L'ouverture de la procréation médicalement assistée (PMA) aux couples de femmes et aux femmes seules suscite des débats passionnés en France. Cette évolution, autrefois considérée comme injuste et non éthique, est aujourd'hui perçue par certains comme une revendication légitime, tandis que d'autres la considèrent comme une injustice. Cet article explore les enjeux éthiques, sociologiques et juridiques de la PMA sans père, en s'appuyant sur les arguments des différents acteurs impliqués.

Contexte et Évolution de la PMA

Le Comité consultatif national d’éthique (CCNE) a rendu un avis favorable à l’ouverture de la PMA, ou aide médicale à la procréation (AMP), aux couples de femmes et aux femmes seules. La révision de la loi en 2021 a provoqué d’intenses débats publics et parlementaires, alimentés notamment par les opposant∙e∙s à la « PMA pour toutes » autour du thème des « familles sans père » que la loi allait désormais permettre. Ces débats ont mis en lumière les « maternités solo » qui se fondent hors du couple, grâce à un don de sperme.

La France fait partie des pays qui ont décidé que la PMA était réservée aux couples hétérosexuels en âge de procréer. Si la PMA était pour soigner une infertilité pathologique, les couples de femmes qui n’ont pas de problème d’infertilité n’auraient pas eu l’idée d’y avoir recours. La PMA avec don est une partie de la PMA : c’est celle dans laquelle un couple de personnes, qui veulent avoir ensemble un enfant mais qui ne peuvent pas le procréer ensemble, ont recours à une tierce personne qui va donner de sa capacité procréatrice pour permettre à ce couple d’avoir un enfant.

L’Évolution des Formes Familiales

Cette révision de la loi accompagne la diversification et la complexification des formes familiales et parentales en cours dans les sociétés occidentales depuis plusieurs décennies, avec les familles recomposées, les familles homoparentales, les familles monoparentales.
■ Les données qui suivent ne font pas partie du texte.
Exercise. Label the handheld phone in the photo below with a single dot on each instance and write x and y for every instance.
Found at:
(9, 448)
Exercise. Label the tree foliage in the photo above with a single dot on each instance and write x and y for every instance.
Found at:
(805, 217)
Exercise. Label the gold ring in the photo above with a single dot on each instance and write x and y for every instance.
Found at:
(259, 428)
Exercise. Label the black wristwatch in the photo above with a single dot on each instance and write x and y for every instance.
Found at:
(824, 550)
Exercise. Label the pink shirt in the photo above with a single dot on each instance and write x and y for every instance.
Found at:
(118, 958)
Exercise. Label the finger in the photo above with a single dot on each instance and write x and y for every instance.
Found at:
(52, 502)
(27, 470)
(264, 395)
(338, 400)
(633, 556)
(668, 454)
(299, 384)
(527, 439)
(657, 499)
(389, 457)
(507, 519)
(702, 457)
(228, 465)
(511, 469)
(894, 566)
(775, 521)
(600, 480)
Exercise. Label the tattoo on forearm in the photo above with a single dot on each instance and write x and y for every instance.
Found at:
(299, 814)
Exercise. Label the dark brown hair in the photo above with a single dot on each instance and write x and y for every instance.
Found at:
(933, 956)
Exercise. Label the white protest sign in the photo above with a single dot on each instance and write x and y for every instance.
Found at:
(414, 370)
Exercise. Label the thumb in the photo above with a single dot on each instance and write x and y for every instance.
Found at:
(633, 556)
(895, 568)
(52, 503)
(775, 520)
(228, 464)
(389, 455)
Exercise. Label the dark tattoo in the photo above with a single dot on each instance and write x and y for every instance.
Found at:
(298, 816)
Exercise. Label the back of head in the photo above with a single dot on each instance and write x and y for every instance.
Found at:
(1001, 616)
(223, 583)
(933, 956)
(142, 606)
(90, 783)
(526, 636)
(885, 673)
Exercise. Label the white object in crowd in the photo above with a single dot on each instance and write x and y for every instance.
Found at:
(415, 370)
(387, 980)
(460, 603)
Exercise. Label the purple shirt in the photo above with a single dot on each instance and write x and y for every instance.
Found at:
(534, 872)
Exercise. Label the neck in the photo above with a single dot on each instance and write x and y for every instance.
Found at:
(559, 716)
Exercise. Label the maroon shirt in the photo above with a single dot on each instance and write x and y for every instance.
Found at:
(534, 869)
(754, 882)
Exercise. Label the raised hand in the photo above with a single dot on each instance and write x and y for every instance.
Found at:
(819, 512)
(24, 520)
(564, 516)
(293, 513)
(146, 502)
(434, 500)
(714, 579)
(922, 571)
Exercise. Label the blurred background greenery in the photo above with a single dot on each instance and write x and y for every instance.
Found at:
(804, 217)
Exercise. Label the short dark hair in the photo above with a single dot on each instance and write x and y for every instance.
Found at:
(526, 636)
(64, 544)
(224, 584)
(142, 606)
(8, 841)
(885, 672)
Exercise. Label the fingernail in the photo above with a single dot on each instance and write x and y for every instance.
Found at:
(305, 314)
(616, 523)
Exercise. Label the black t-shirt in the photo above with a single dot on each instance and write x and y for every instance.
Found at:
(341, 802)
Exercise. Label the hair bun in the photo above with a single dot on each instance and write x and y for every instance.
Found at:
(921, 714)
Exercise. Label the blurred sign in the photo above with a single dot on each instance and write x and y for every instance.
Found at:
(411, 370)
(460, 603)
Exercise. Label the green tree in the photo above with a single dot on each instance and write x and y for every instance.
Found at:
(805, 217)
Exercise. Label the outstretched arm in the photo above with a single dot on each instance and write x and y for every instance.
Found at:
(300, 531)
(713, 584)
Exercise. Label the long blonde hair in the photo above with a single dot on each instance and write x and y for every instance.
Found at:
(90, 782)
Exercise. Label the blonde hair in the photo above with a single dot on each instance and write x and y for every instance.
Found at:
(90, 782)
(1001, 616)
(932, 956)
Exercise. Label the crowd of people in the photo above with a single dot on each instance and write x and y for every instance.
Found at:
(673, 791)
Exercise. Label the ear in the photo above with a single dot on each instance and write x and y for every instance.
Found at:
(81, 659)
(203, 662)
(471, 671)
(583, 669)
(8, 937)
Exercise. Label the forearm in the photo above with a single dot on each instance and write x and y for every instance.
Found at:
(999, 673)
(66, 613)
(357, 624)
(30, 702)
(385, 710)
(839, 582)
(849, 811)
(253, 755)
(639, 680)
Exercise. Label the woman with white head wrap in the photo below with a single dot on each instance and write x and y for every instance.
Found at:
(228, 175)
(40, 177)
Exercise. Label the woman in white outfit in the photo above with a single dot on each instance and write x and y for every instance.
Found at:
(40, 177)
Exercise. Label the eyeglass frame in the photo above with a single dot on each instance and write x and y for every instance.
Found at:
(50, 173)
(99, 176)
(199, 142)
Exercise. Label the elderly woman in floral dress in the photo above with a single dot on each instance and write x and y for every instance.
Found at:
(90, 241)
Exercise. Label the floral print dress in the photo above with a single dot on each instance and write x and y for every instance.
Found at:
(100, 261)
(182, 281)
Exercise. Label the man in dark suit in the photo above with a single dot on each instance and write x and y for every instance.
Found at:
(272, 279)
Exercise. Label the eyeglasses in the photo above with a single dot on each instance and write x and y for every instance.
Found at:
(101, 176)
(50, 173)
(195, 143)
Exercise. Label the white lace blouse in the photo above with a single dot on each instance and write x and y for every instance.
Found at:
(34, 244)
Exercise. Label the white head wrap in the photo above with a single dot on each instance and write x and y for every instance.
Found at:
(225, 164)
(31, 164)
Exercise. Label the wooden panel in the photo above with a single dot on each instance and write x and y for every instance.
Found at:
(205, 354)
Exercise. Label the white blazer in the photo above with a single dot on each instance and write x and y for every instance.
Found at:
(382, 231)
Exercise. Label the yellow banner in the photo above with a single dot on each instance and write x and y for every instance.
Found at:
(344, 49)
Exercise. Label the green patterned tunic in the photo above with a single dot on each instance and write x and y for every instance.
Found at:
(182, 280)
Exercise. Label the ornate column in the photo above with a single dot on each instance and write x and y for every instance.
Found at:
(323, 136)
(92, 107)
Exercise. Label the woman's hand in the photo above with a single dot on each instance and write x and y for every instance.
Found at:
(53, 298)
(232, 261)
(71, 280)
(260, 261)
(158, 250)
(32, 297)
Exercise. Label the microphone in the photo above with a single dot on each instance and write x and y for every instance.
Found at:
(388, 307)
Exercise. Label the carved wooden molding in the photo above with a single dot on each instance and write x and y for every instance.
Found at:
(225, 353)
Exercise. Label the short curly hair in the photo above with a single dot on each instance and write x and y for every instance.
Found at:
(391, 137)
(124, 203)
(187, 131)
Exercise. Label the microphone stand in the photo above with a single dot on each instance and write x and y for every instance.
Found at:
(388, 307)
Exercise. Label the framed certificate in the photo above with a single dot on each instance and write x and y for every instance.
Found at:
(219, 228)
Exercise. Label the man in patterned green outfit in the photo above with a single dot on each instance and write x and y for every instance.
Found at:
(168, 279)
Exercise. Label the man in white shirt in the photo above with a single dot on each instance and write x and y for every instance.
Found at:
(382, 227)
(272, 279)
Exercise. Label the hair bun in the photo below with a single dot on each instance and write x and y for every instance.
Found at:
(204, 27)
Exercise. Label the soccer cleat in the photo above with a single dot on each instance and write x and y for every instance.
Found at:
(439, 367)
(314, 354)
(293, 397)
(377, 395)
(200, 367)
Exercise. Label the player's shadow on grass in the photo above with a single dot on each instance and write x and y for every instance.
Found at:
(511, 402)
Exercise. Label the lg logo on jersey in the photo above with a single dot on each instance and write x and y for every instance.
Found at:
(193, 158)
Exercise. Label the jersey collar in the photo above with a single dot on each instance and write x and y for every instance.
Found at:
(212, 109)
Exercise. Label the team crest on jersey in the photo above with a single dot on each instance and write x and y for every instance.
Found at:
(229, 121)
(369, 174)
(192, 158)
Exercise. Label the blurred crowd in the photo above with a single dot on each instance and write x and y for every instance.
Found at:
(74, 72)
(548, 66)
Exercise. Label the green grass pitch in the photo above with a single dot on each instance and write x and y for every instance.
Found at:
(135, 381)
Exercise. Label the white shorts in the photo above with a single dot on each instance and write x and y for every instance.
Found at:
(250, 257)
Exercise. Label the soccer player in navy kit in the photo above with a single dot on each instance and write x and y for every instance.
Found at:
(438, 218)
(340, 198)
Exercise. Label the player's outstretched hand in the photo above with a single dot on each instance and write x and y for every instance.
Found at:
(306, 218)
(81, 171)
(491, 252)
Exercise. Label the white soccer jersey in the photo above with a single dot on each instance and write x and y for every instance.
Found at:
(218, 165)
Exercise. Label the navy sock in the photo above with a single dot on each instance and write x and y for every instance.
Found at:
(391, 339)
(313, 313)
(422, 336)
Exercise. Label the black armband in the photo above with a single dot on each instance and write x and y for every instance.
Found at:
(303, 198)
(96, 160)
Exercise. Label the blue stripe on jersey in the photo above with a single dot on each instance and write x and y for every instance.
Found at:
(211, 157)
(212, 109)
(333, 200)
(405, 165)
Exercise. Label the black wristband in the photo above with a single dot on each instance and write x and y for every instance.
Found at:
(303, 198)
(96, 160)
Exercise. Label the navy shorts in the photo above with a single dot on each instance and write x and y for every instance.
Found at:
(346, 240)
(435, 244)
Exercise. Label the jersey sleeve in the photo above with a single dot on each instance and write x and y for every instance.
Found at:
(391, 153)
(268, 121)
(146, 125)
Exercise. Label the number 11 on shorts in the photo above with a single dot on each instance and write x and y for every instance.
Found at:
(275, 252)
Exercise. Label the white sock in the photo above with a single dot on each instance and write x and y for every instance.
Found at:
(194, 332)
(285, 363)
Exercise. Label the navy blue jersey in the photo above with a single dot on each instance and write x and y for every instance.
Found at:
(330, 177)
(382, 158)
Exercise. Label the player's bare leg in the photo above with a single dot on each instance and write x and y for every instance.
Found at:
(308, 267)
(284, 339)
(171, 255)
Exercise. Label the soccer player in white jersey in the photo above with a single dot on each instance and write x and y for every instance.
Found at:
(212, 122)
Ainsi, ces familles ne seraient plus aujourd’hui des « familles déviantes », mais des « familles variantes », voire des « familles modernes ». Les maternités solo participent à cette pluralisation des familles et parentalités, et notamment à celle des familles monoparentales.

Les maternités solo se distinguent des familles monoparentales majoritairement issues d’une séparation ou d’un deuil, car elles ont choisi d’engendrer seules leur enfant, le plus souvent en recourant à la PMA. Appartenant au vaste ensemble composite des monoparentalités, les mères solo constituent une minorité parmi les 7 % de femmes qui accouchent hors d’un contexte conjugal en France, taux stable depuis plusieurs décennies.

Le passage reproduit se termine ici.